Wednesday 28 September 2011

Spicy pasta meatballs


  • 4 Pork and chorizo burgers (or any speciality burgers from a supermarket)
  • 6 Pork and chorizo sausages (or any speciality sausages from a supermarket)
  • 2 large onions cut into chunks
  • 4 rashers of bacon cut into small pieces
  • 8-10 large mushrooms cut into chunks
  • 300ml red wine
  • 2 jars tomato sauce
  • smoked paprika
  • dried chilli to taste
Heat a large flat bottomed pan on the stove with some oil in.

Cut each burger into eighths and roll gently into ball shapes.  Cut the skin of the sausages and take out the meat and roll into balls equal in size to the burger ones.  Put all the formed meatballs into the pan and lightly brown them then put them to one side.
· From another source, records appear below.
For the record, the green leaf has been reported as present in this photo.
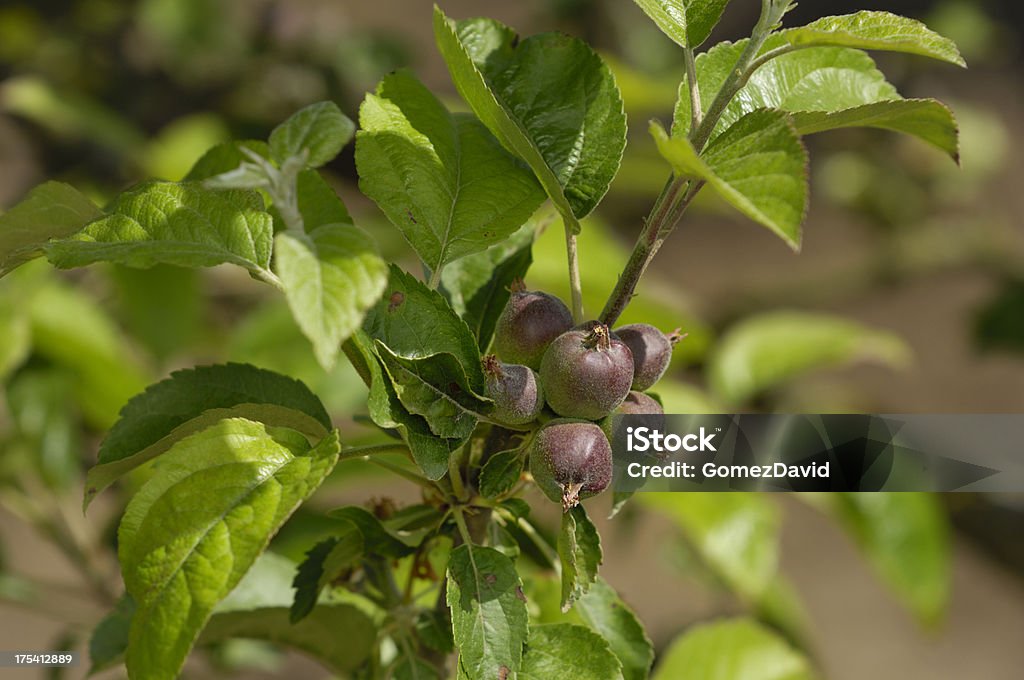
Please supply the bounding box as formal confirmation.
[441,223,535,351]
[328,506,418,558]
[118,419,340,680]
[356,70,543,275]
[275,223,388,370]
[96,363,331,458]
[84,363,332,509]
[290,169,352,230]
[271,169,385,370]
[631,0,730,48]
[269,101,355,168]
[0,303,30,381]
[577,578,654,680]
[27,282,150,429]
[708,311,911,405]
[815,493,950,626]
[375,343,491,440]
[416,609,455,655]
[46,182,275,278]
[201,551,376,675]
[778,11,965,67]
[641,493,779,601]
[790,99,960,162]
[362,266,490,440]
[363,266,489,442]
[520,623,622,680]
[0,181,102,277]
[112,424,323,671]
[653,618,816,680]
[290,527,363,623]
[394,657,442,680]
[558,505,602,612]
[652,113,808,249]
[365,266,483,387]
[290,538,338,624]
[674,39,960,160]
[676,40,887,137]
[343,330,463,480]
[87,554,376,676]
[447,544,528,680]
[184,140,270,181]
[89,595,135,674]
[479,449,524,500]
[754,577,813,651]
[434,8,626,232]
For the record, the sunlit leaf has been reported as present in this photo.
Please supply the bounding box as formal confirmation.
[520,624,622,679]
[46,182,275,278]
[0,181,102,277]
[118,419,340,680]
[652,114,808,249]
[357,70,543,275]
[811,493,950,626]
[275,223,388,370]
[269,101,355,168]
[641,493,779,600]
[84,363,331,509]
[631,0,731,48]
[777,11,965,66]
[434,8,626,232]
[674,39,959,160]
[708,311,910,405]
[653,618,816,680]
[577,578,654,680]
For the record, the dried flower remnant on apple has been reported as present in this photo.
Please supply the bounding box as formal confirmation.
[529,419,614,512]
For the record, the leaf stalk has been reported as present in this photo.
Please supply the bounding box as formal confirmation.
[600,0,790,326]
[566,229,585,323]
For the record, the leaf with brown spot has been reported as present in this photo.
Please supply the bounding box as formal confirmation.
[447,545,527,680]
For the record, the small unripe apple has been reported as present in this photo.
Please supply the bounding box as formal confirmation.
[492,281,574,369]
[613,323,681,391]
[483,355,544,426]
[539,323,633,420]
[530,419,612,511]
[601,391,665,449]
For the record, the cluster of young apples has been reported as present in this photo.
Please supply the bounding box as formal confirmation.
[485,282,680,511]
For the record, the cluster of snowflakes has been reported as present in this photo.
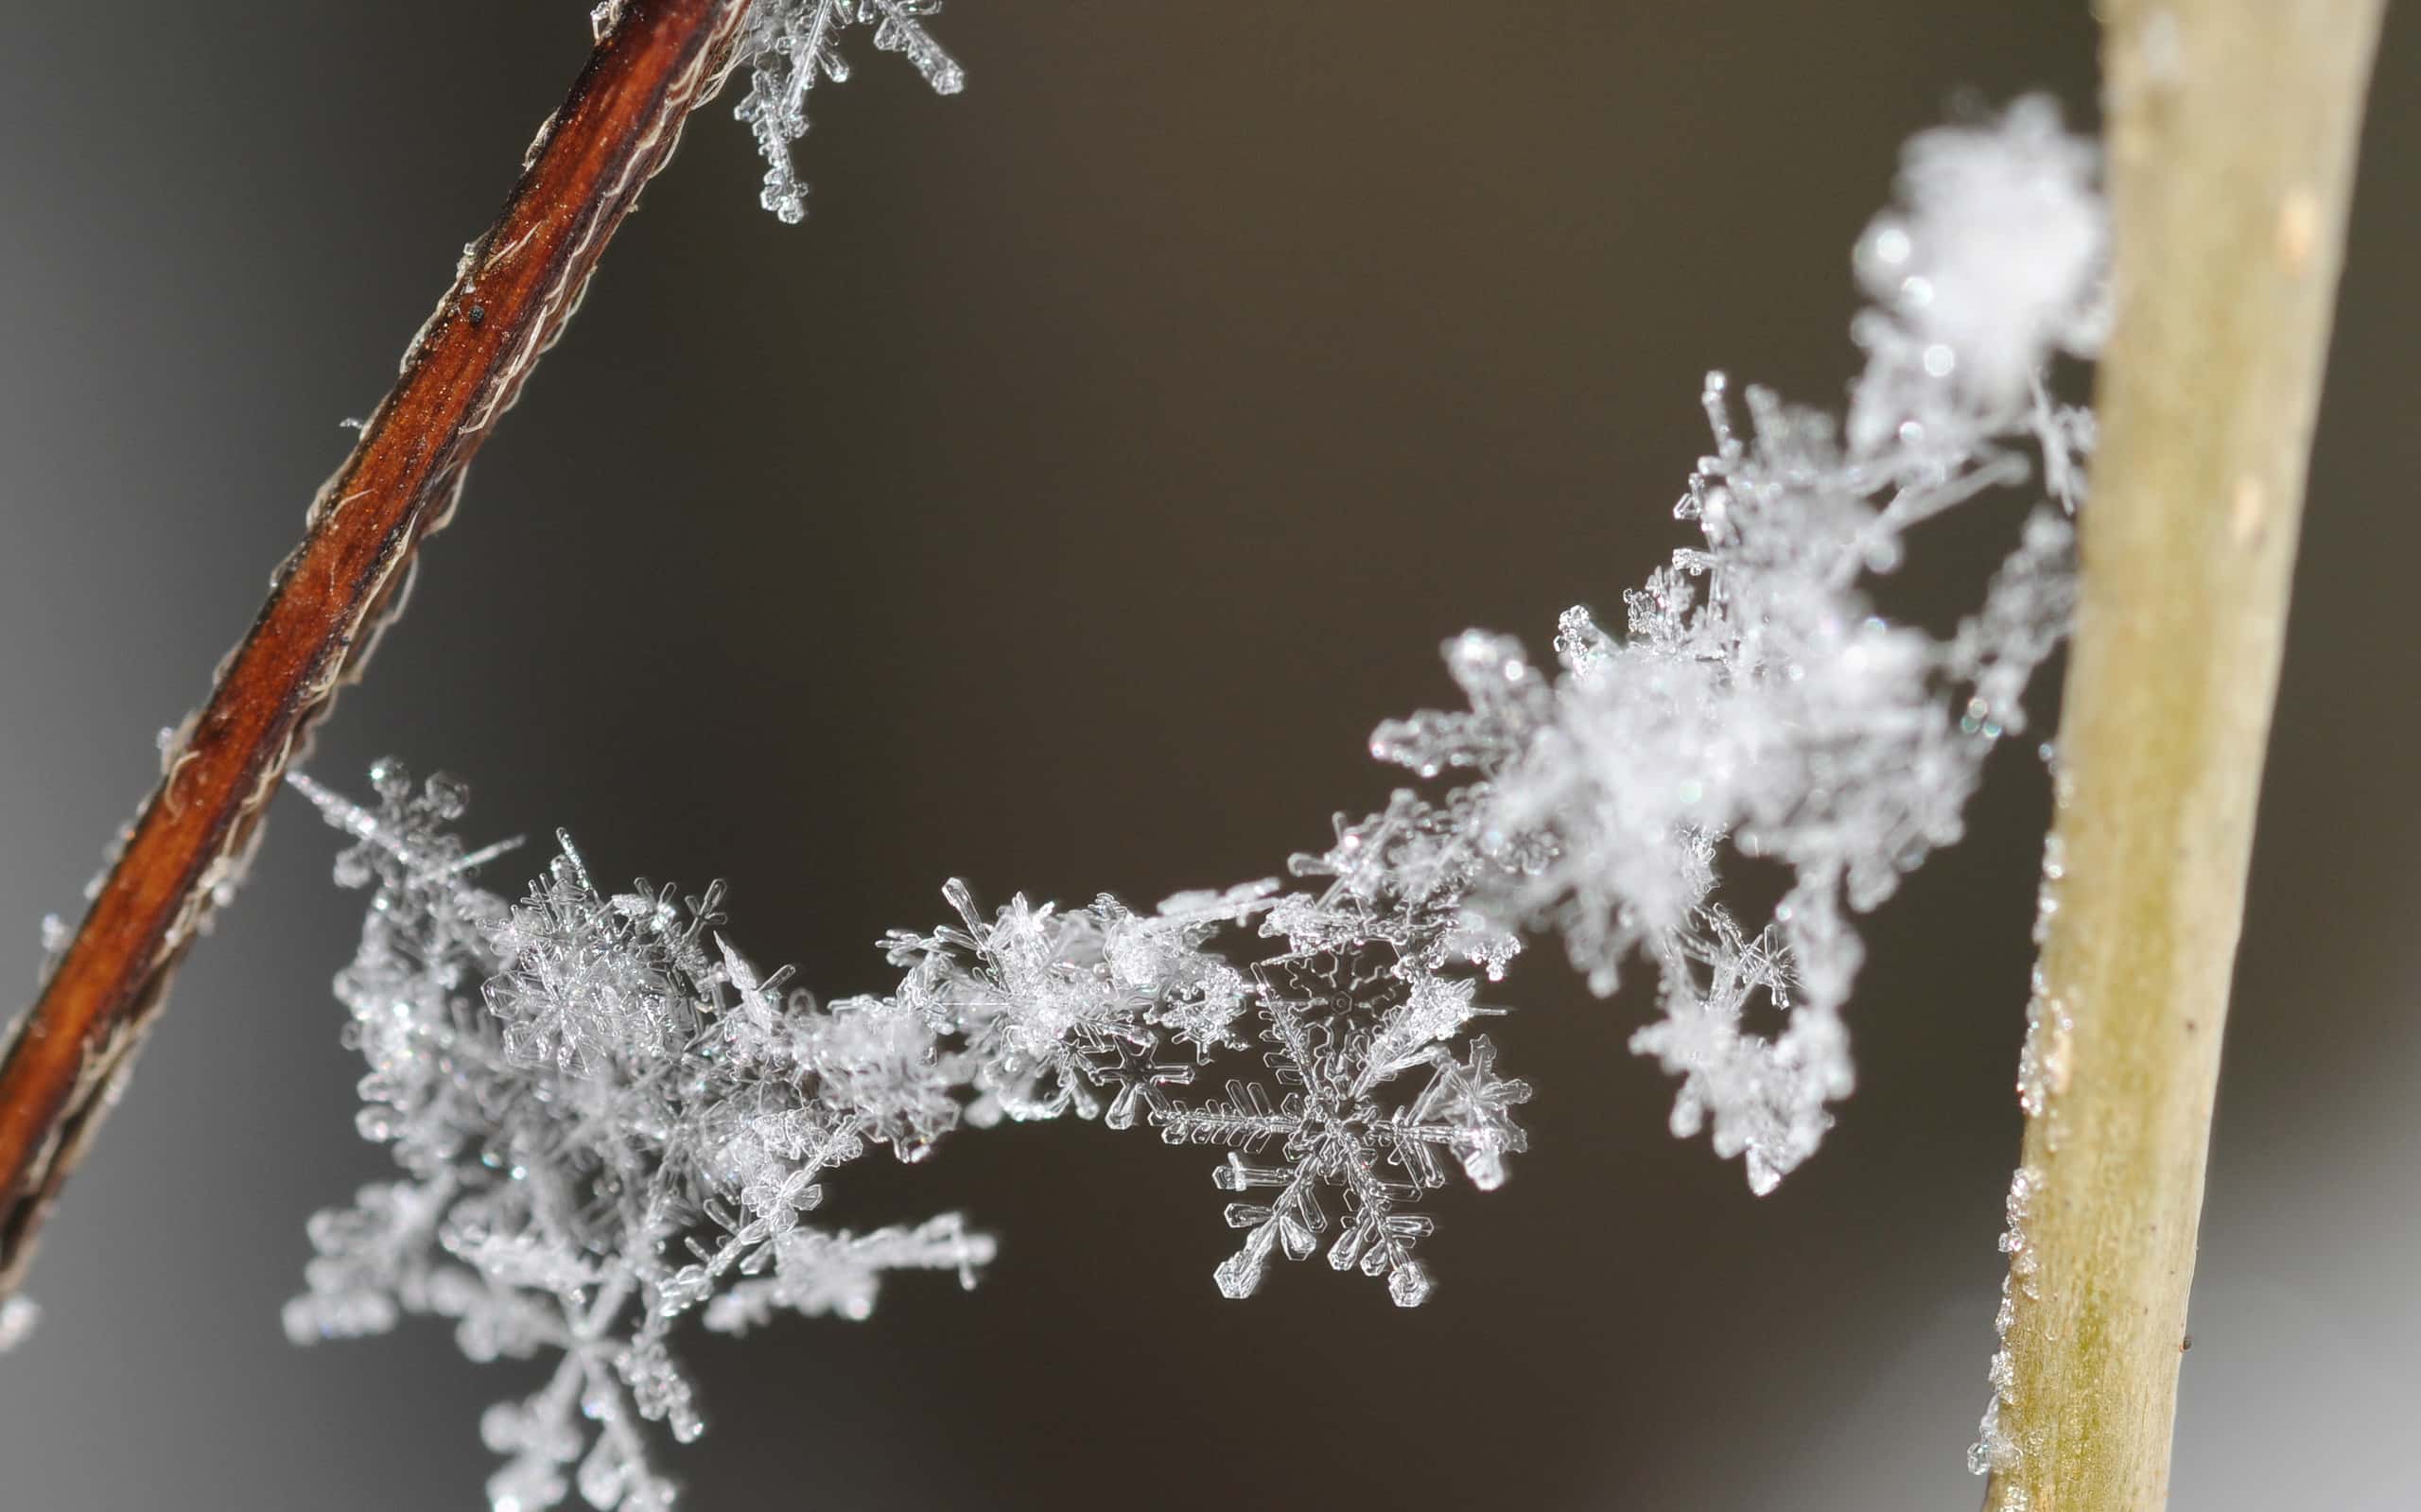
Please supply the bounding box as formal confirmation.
[1371,95,2100,1191]
[279,98,2103,1503]
[285,767,997,1512]
[287,759,1533,1508]
[726,0,964,224]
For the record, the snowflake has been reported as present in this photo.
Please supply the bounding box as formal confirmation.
[732,1,966,224]
[1156,950,1532,1307]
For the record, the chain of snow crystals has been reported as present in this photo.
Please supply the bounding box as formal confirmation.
[277,98,2102,1509]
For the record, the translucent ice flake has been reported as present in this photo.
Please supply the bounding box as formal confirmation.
[1155,951,1530,1306]
[732,1,966,224]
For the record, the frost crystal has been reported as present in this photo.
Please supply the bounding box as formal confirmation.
[733,1,965,224]
[291,759,1531,1506]
[1851,96,2105,429]
[0,1294,37,1351]
[1969,1165,2046,1486]
[1364,97,2098,1190]
[864,874,1530,1306]
[287,764,994,1511]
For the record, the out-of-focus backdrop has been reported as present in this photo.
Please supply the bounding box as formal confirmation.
[1,5,2413,1507]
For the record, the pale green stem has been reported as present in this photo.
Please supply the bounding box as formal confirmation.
[1984,4,2384,1508]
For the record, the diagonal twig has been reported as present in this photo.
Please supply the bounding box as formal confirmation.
[0,0,754,1299]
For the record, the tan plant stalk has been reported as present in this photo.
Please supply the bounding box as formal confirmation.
[1984,3,2385,1506]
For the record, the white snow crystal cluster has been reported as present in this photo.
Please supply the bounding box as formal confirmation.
[285,96,2100,1505]
[1365,97,2099,1191]
[1850,95,2106,430]
[731,1,964,224]
[289,759,1532,1507]
[285,766,997,1512]
[0,1295,37,1351]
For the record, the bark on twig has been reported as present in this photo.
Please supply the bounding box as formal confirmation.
[0,0,751,1298]
[1985,3,2383,1505]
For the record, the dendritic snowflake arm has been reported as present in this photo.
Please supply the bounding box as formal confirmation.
[733,0,966,224]
[703,1216,995,1332]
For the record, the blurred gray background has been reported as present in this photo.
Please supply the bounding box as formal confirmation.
[1,3,2413,1507]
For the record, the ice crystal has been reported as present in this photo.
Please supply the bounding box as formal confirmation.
[290,757,1532,1505]
[1851,96,2106,430]
[1159,960,1524,1309]
[1969,1165,2046,1484]
[286,764,995,1510]
[862,874,1530,1305]
[733,1,965,224]
[1363,97,2098,1190]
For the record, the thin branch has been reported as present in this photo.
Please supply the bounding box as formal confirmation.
[1985,3,2383,1505]
[0,0,752,1298]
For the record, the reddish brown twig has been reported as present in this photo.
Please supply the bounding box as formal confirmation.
[0,0,752,1298]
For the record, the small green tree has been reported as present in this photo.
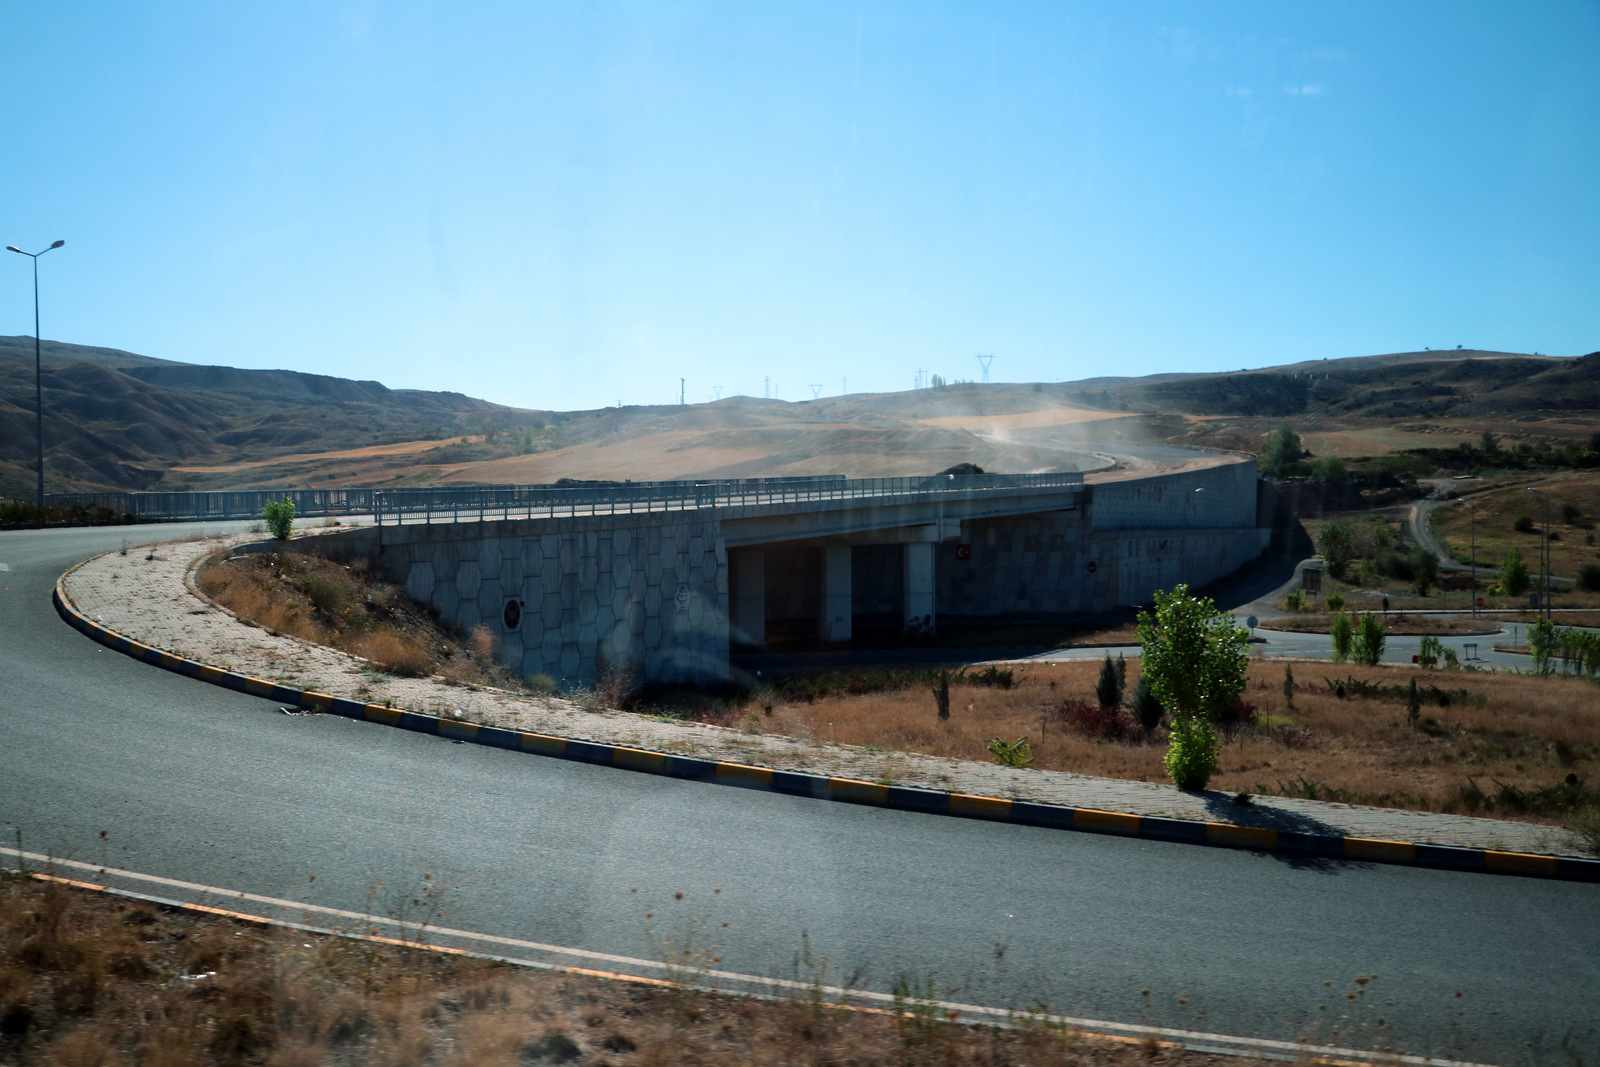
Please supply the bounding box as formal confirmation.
[262,497,295,540]
[932,671,951,721]
[1406,677,1422,728]
[1317,519,1356,580]
[1352,612,1387,666]
[1330,610,1354,664]
[1417,634,1444,669]
[1282,662,1296,709]
[1499,547,1530,597]
[1096,654,1125,709]
[1326,592,1346,613]
[1137,584,1248,791]
[1130,675,1164,736]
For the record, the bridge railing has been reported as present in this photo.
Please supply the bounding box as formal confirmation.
[369,472,1084,526]
[45,488,379,522]
[44,472,1083,525]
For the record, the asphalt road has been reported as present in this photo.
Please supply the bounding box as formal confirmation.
[3,524,1597,1063]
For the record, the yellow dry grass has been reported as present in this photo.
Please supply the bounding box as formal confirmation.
[733,660,1600,823]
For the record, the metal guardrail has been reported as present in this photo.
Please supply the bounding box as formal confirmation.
[45,488,379,522]
[370,472,1085,526]
[45,472,1084,525]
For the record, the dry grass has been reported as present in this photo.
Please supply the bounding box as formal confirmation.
[1431,470,1600,579]
[690,659,1600,825]
[1259,614,1500,636]
[196,551,518,690]
[0,871,1255,1067]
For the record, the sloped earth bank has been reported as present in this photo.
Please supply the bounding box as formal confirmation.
[1,870,1254,1066]
[61,533,1593,855]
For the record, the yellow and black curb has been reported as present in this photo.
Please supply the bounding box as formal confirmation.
[54,575,1600,883]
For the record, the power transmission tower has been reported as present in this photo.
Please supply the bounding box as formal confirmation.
[764,376,770,399]
[841,375,847,395]
[976,353,996,383]
[712,386,723,400]
[809,383,823,399]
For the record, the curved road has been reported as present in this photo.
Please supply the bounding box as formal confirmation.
[3,524,1597,1062]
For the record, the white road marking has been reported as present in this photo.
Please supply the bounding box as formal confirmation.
[0,847,1492,1067]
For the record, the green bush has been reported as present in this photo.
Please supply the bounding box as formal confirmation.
[263,497,295,540]
[1330,611,1354,664]
[1499,547,1530,597]
[1325,592,1346,613]
[1317,519,1356,581]
[1578,562,1600,593]
[1164,718,1220,791]
[1529,619,1557,675]
[1352,612,1386,666]
[986,736,1032,768]
[1283,589,1307,613]
[1513,514,1535,533]
[1417,634,1444,669]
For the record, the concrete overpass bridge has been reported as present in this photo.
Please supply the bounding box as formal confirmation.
[296,459,1269,689]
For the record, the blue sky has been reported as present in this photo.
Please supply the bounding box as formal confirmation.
[3,2,1596,412]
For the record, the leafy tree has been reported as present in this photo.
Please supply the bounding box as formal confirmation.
[1481,430,1499,455]
[1330,611,1354,664]
[1282,662,1296,709]
[1136,584,1248,790]
[1499,547,1530,596]
[1096,654,1125,709]
[1317,519,1356,580]
[1352,612,1387,666]
[1260,422,1306,477]
[262,497,295,541]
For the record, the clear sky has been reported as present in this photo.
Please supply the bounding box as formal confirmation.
[3,2,1596,412]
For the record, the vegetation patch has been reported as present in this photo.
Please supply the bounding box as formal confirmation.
[0,869,1264,1067]
[196,550,520,690]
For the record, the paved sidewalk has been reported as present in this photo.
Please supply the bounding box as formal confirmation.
[60,531,1589,858]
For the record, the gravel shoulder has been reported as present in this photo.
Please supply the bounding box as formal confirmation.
[60,531,1587,857]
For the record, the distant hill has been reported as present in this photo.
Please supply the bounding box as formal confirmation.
[0,336,545,496]
[2,338,1593,497]
[1051,350,1600,419]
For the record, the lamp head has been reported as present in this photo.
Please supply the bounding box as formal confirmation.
[5,246,20,254]
[49,240,64,249]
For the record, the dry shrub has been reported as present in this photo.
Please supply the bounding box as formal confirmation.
[1056,698,1133,742]
[1,874,1271,1067]
[348,629,435,678]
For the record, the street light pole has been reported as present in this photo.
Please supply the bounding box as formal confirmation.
[6,239,65,508]
[1528,487,1551,623]
[1468,503,1476,618]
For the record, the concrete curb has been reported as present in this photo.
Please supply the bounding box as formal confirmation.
[54,574,1600,883]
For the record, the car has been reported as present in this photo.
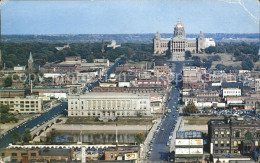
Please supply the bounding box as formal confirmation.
[161,128,165,131]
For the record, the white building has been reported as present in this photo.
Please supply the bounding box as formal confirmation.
[255,78,260,92]
[68,93,151,117]
[204,38,216,48]
[222,88,241,98]
[13,65,26,71]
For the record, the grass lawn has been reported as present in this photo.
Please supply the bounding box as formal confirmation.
[15,114,35,120]
[66,117,154,125]
[183,116,224,125]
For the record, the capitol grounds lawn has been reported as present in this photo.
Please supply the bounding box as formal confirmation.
[183,116,224,125]
[65,117,154,125]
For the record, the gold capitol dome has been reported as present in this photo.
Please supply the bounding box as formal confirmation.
[175,18,184,28]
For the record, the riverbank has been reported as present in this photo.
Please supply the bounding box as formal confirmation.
[65,117,154,125]
[53,124,152,131]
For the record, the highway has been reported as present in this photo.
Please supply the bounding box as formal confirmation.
[0,102,67,149]
[149,62,183,162]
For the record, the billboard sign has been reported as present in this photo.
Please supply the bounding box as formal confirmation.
[124,153,137,160]
[176,139,190,145]
[189,148,203,154]
[175,148,189,155]
[190,139,203,145]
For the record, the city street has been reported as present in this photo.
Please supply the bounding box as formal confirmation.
[0,102,67,148]
[149,62,183,162]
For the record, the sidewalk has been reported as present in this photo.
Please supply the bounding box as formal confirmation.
[142,118,162,160]
[169,107,184,153]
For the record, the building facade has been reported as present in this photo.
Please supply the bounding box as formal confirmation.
[182,66,206,89]
[0,97,42,113]
[222,88,241,98]
[153,19,215,61]
[208,118,260,161]
[68,93,151,117]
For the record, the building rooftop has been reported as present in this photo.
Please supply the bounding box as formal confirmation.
[176,130,202,139]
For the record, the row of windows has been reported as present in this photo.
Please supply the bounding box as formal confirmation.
[214,140,259,147]
[1,152,37,157]
[70,107,147,110]
[0,101,38,104]
[70,111,147,116]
Saute the onions in the empty pan for around 5 minutes until soft and then add the bacon and cook as well.  Finally add the mushrooms and saute until cooked.  Add around a teaspoon of smoked paprika and stir until all is coated.  Add the chilli to taste (just a pinch makes it nice and spicy).

Pour in the jars of tomato sauce and add the red wine.  Bring to the boil and then simmer and add the browned meatballs.  Cook on simmer for around 30 mins.

15 mins into the simmer, put on the pasta of your choice.  Then once cooked serve with Parmesan cheese and enjoy :)

Tuesday 13 September 2011

Goats cheese and red onion tartlets


I make these tarts using my proper Yorkshire pudding tin (4 shallow cups in the tin) so it makes perfect shallow little tarts.


  • 4 slices of bread
  • Splash of olive oil
  • 2 large red onions cut in half and very thinly sliced
  • 50ml red wine
  • 50ml balsamic vinegar
  • 2 tbsp brown sugar
  • 1 small round of goats cheese (from the chiller aisle, not the cheese counter, there's one in a white packet with a goat on the top for 99p), sliced into 4 circles.
Preheat oven to 180 degrees.

Heat the oil in a shallow based frying pan, add the onion and saute for 5-10 minutes until soft.

Add the red wine, balsamic vinegar and brown sugar and simmer on a low heat for around 20mins until the liquid goes thick and sticky.

Grease the Yorkshire Pudding tins.  Get a cookie cutter or a saucer a little bigger than the size of the yorkshire pudding cup and cut out circles of bread.  Put them into the cups and gently push them into the edges to form a little case.

Divide the onion mixture equally between the cases and lay a slice of goats cheese on the top of each tart.  Put in the oven for 10-15 mins until the cheese goes golden brown on top.